I control my impending sneeze. No princess wishes to be awakened by an asthmatic prince.
Then the idiotic parrot squawks again and a scuffle erupts in the dressing room's far corner. How dare a scaly, foul-mouthed bird disturb the Divine Yvette’s rest? I turn with a swallowed snarl to the site of the disturbance to see two pair of human legs, dancing. They are doing what is known as an Apache dance in chicer circles than I move in, for the black-clad legs are moving purposefully, with vigor. Her naked gams, however, hang mostly limp, kicking idly at the black-garbed shins.

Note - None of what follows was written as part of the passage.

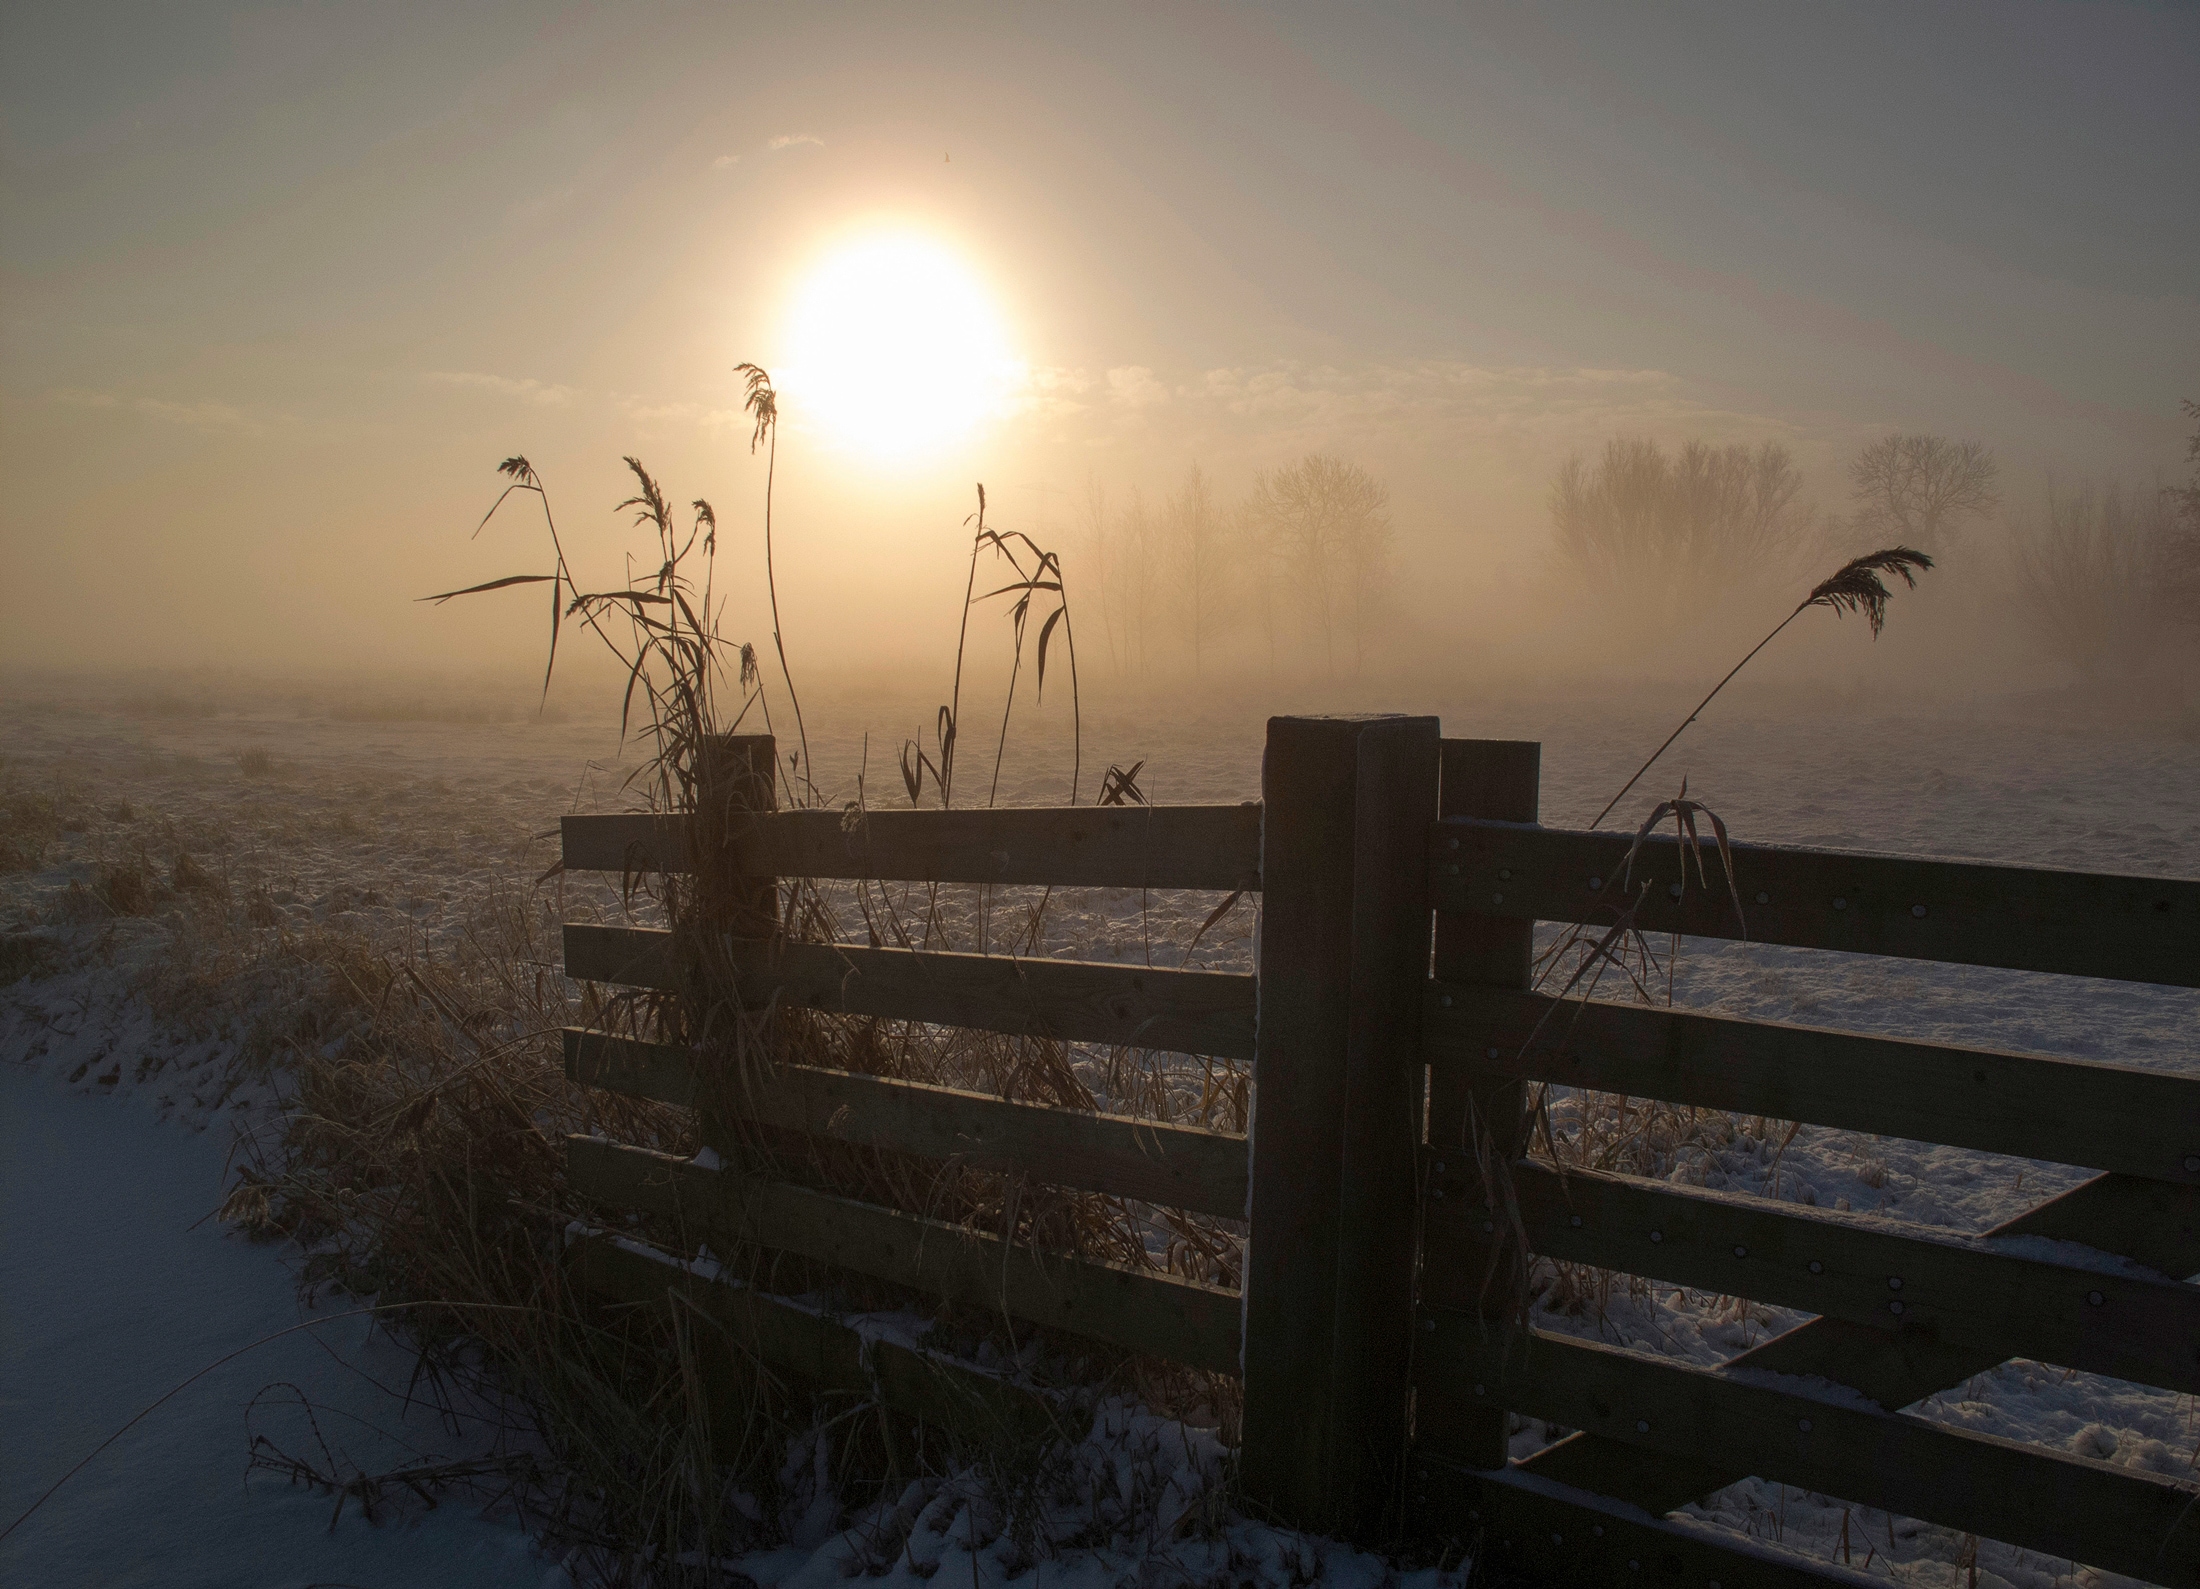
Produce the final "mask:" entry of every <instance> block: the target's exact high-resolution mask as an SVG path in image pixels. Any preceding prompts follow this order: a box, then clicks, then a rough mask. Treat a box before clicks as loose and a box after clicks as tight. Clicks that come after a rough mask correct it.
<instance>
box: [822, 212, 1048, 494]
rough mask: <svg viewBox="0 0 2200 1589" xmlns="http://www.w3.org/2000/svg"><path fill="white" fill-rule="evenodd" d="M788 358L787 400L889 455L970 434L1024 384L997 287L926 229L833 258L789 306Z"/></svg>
mask: <svg viewBox="0 0 2200 1589" xmlns="http://www.w3.org/2000/svg"><path fill="white" fill-rule="evenodd" d="M783 363H785V381H783V387H785V392H788V407H790V409H792V412H794V414H801V416H803V418H805V420H807V423H812V425H816V427H818V429H821V431H823V434H825V436H827V438H832V440H834V442H838V445H843V447H847V449H849V451H856V453H862V456H867V458H873V460H880V462H893V460H906V458H913V456H920V453H926V451H933V449H939V447H944V445H948V442H957V440H961V438H966V436H968V434H970V431H975V429H977V427H979V425H981V423H983V420H986V418H990V416H994V414H999V412H1001V409H1003V407H1005V405H1008V401H1010V396H1012V394H1014V390H1016V379H1019V363H1016V359H1014V357H1012V352H1010V341H1008V328H1005V324H1003V319H1001V313H999V308H997V304H994V299H992V293H988V288H986V284H983V282H981V280H979V275H977V273H975V271H972V269H970V266H968V264H966V262H964V260H961V257H957V255H955V253H953V251H950V249H946V246H944V244H942V242H937V240H933V238H926V235H922V233H878V235H869V238H862V240H858V242H849V244H843V246H840V249H836V251H834V253H829V255H827V257H825V260H823V262H821V264H818V266H816V269H814V271H812V273H810V275H807V277H805V280H803V284H801V288H799V291H796V295H794V302H792V304H790V308H788V330H785V361H783Z"/></svg>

Then I look up, through an undergrowth of fuchsia feathers and past the constellation of sequins. They are not dancing. I glimpse the woman's face, painted into a slightly iridescent mask of beauty that Miss Savannah Ashleigh might envy. Her head is at an odd angle and her apparent partner has lifted her high in his arms, as if she were a ballerina. She seems to be hanging from a necklace of stars with a sad, forlorn tilt to her motionless mask of a face.
Her partner—only a vague back and black legs—scrabbles away, yet she hangs there, swings slowly, idly from an invisible hook. I smell not only the faint, sleeping fragrance of the Divine Yvette but the slow heavy odor of fear. And death.

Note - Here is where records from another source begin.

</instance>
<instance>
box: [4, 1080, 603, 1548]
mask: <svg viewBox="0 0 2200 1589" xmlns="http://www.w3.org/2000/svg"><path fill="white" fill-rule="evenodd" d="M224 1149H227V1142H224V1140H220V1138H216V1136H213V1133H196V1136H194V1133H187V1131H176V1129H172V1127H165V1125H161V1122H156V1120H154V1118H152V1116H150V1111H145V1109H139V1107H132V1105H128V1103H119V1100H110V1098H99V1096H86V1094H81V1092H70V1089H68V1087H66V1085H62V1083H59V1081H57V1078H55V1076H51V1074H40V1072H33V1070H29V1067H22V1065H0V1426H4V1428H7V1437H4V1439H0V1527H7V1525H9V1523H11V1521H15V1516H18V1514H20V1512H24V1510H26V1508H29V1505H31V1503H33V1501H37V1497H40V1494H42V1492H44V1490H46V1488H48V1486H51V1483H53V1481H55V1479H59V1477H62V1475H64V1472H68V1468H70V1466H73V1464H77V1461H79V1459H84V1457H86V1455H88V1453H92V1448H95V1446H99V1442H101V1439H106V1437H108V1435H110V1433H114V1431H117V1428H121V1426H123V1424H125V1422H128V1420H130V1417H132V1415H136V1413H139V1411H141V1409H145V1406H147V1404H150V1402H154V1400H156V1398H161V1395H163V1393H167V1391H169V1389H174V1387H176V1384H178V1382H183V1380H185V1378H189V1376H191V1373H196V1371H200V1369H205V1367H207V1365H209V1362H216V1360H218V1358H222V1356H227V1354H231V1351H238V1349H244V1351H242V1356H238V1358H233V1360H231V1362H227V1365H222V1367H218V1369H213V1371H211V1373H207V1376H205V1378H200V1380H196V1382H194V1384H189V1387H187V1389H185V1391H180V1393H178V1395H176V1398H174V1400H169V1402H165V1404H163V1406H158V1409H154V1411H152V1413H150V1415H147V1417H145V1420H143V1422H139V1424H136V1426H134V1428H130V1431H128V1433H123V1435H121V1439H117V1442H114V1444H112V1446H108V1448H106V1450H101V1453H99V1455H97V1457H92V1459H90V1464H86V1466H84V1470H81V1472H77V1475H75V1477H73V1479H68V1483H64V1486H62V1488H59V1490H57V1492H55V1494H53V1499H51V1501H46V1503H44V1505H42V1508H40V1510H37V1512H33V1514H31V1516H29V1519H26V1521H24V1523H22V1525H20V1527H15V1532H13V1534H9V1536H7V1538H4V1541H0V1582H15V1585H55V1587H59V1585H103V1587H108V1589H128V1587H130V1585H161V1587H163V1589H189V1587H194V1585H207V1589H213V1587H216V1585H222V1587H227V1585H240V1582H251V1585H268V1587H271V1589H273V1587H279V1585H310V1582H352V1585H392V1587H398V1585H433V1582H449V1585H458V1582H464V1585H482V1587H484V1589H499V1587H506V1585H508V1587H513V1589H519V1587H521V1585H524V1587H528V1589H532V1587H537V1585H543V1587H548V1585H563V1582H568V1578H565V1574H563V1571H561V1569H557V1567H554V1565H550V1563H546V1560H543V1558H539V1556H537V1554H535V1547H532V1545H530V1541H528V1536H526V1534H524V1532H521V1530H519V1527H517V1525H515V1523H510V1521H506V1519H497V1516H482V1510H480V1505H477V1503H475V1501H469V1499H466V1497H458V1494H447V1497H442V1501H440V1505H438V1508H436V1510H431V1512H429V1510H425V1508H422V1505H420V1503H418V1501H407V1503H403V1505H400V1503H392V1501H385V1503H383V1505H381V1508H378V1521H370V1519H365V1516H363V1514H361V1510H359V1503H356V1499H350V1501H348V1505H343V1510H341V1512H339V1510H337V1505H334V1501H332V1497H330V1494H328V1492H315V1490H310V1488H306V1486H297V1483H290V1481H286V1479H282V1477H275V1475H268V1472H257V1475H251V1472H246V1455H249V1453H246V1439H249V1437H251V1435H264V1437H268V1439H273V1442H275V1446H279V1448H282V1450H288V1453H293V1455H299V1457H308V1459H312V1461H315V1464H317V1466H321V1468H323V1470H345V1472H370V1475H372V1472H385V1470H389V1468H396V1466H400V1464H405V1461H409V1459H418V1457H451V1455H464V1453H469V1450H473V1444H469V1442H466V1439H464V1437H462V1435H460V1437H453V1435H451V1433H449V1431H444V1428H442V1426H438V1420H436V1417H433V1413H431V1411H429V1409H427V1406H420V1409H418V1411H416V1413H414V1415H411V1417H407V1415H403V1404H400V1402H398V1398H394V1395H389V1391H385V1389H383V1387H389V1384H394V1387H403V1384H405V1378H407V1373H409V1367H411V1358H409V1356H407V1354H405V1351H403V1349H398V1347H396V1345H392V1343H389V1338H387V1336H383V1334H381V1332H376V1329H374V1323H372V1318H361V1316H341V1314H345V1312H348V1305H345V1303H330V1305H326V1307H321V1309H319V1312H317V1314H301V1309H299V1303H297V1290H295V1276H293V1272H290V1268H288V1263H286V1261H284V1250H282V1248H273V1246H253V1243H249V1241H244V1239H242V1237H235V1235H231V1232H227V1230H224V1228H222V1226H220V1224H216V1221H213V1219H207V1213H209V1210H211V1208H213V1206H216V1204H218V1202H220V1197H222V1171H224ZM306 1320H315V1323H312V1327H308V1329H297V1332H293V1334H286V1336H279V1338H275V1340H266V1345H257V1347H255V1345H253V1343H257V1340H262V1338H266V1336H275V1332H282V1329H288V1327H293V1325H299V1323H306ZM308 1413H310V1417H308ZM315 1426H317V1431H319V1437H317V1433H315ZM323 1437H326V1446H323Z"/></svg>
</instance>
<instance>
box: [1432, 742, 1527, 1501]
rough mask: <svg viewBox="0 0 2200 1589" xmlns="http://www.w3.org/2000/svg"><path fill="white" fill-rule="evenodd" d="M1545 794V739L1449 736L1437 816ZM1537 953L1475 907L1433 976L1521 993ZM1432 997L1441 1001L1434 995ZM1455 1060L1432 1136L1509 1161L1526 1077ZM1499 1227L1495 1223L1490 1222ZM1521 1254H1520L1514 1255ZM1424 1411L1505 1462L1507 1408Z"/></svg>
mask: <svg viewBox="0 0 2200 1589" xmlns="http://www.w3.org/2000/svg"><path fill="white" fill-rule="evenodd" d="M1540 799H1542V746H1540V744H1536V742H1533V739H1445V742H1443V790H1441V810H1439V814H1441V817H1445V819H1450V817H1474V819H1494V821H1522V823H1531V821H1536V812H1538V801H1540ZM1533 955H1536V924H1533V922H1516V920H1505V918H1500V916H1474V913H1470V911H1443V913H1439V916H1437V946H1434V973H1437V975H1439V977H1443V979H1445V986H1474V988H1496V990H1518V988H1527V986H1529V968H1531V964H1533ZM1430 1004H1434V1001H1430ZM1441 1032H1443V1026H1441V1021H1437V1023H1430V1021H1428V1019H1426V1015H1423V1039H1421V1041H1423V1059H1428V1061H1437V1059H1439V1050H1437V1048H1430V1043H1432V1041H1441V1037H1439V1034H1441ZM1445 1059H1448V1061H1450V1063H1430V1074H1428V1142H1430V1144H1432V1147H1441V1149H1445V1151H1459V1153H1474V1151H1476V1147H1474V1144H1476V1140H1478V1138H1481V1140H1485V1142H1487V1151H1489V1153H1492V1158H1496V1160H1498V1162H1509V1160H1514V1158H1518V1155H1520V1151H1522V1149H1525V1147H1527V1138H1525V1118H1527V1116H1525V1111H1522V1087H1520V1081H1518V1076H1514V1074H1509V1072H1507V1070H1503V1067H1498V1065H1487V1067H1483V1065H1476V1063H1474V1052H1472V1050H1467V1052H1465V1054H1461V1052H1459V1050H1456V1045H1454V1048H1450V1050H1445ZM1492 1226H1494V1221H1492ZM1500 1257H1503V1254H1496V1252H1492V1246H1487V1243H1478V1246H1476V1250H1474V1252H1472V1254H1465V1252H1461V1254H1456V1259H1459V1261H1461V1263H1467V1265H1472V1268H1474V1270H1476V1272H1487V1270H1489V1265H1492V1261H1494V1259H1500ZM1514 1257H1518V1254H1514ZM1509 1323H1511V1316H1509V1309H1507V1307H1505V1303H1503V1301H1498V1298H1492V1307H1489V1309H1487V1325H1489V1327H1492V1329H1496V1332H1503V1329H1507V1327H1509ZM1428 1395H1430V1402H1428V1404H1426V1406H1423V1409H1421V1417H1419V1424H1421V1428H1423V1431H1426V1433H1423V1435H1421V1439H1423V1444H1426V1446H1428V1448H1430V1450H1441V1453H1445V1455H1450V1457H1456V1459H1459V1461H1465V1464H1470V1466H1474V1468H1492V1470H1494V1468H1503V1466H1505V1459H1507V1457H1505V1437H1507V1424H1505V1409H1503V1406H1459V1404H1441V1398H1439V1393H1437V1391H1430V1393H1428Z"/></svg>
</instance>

I duck back under the feathers, Black Legs scissoring past me so fast that a black sneaker as silent as the Grim Reaper stubs its toe on a chair leg. The chair screeches across the concrete, like chalk on a blackboard. Black Legs curses softly, lurches toward the pale pink ark in which slumbers the Divine Yvette, then kicks—kicks!—the Divine Yvette’s sanctuary into the wall and runs from the dressing room.
I am across the floor in one mighty leap, pawing the pink canvas away from the wall. I hear a plaintive, sleepy cry from within. Had the Divine Yvette not been curled up in utter relaxation, such a blow could have been devastating.
The dim light reflects from a dawning glimmer of opening eyes. A cool pink triangle of naked skin presses against the barrier mesh. We inhale deeply, knowing each other in an instant.
The Divine Yvette calls my name in a dazed, bewildered voice....
I can resist no longer. I must sneeze. Being the gentleman that I am, I turn my head—and look up to see the dancing woman suspended above me, her melancholy, tilted face looking down on the reunion of Midnight Louie and the Divine Yvette with the open, empty eyes of a forsaken puppet.